The index is comprised of insurance stocks that have a float-adjusted market cap of $2 billion or more. The index’s modified equal weighting ensures that investors get both company diversification by type of insurance and size of the company.  

ARK Innovation ETF (ARKK)

The ARK Innovation ETF (NASDAQ:ARKK) has quite the reputation having been named ETF of the Year in 2017. Actively managed, it focuses on companies relying on disruptive innovation to drive their growth.

ARKK’s largest holding is Tesla (NYSEARCA:TSLA) with a weighting of 8.4%.

Perhaps you’ve heard of Catherine Wood, the ETF’s portfolio manager? She’s gained a lot of notoriety for writing a letter to Tesla CEO Elon Musk last August asking him not to take the company private. I wrote about her shortly after that letter made the rounds.

With more than $1 billion in total net assets in a little over four years, Wood has done an excellent job putting ARK Investment Management on the map, the business she started in 2014 after working for others for more than 30 years.

If you like ETFs that invest across all market caps, you’ll like ARKK. It puts almost half of its assets in small- and mid-cap stocks, limiting its number of holdings between 35-50 of its best ideas.

Paying 0.75% for arguably one of the best tech investors in America, this is the star of the seven ETFs to buy I’ve listed.

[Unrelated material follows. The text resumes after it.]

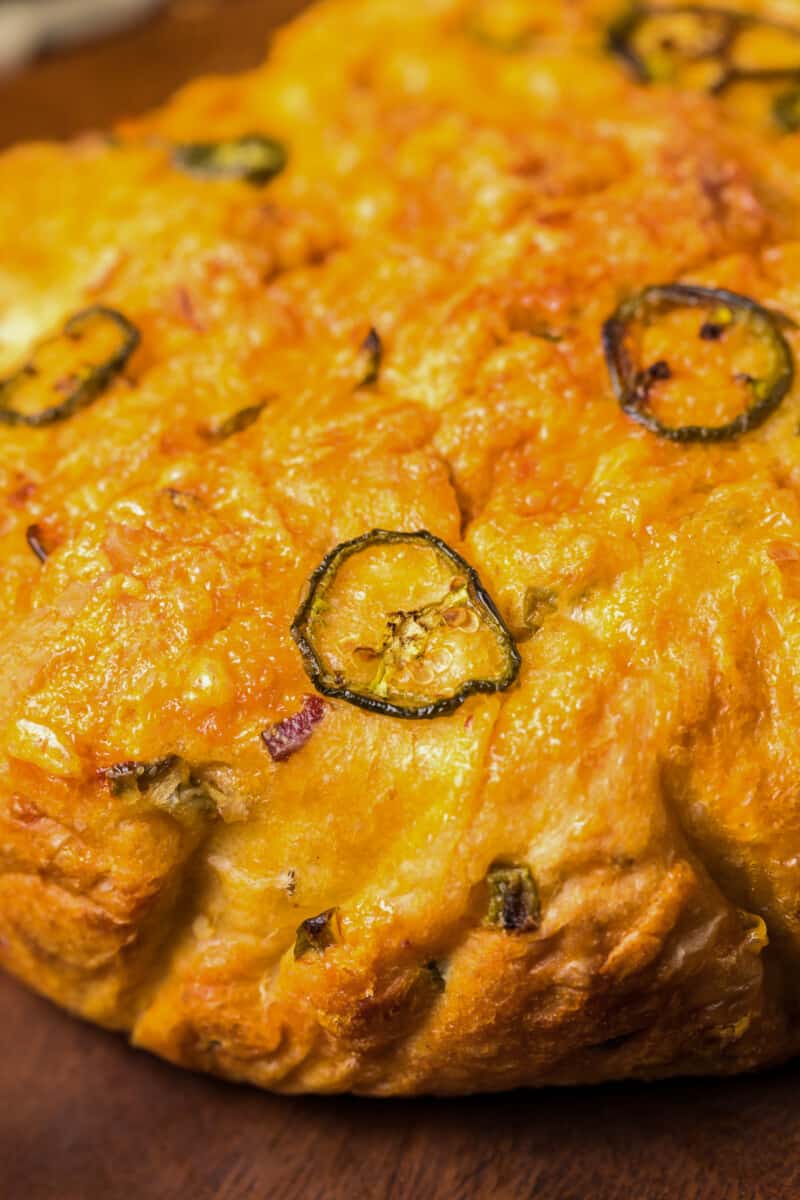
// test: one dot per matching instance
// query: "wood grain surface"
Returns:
(84, 1117)
(90, 88)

Principal Millennials Index ETF (GENY)

Nobody likes getting old so it stands to reason that if you’re going to bet on the longevity economy, it probably makes sense to hedge your bets a little by investing in the Principal Millennials Index ETF (NASDAQ:GENY), an ETF that invests in companies that are impacted by the spending and lifestyle of people born between 1980 and the mid-2000s.  

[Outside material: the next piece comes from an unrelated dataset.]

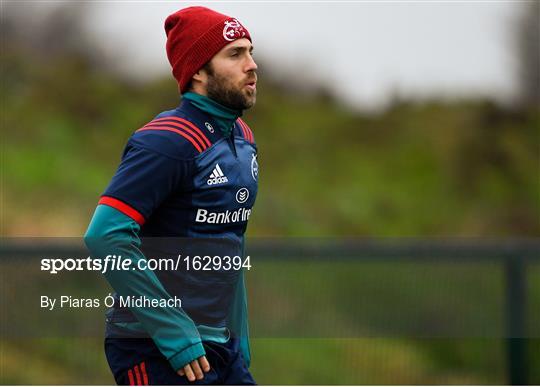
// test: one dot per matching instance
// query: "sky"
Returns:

While it has taken the boomers a little while to understand where the Millennials are coming from, I can assure you we boomers (I’m 54 and at the very tail end of the baby boom) recognize the economic impact that this demographic is having on companies, big and small.

There’s money to be made from them.

The ETF tracks the Nasdaq Global Millennial Opportunity Index, a group of approximately 100 stocks that derive a significant chunk of their revenue from Millennial consumption. As a result, its holdings list is much different than the typical broad-based ETF.

It charges 0.45%, That’s a reasonable fee considering the three portfolio managers bring an average of 23 years of industry experience to the table, it’s going to surprise a lot of investors in the future who view it merely as a fad.

Expected to spend $10 trillion over their lifetime, Millennials are the real deal. And so is GENY.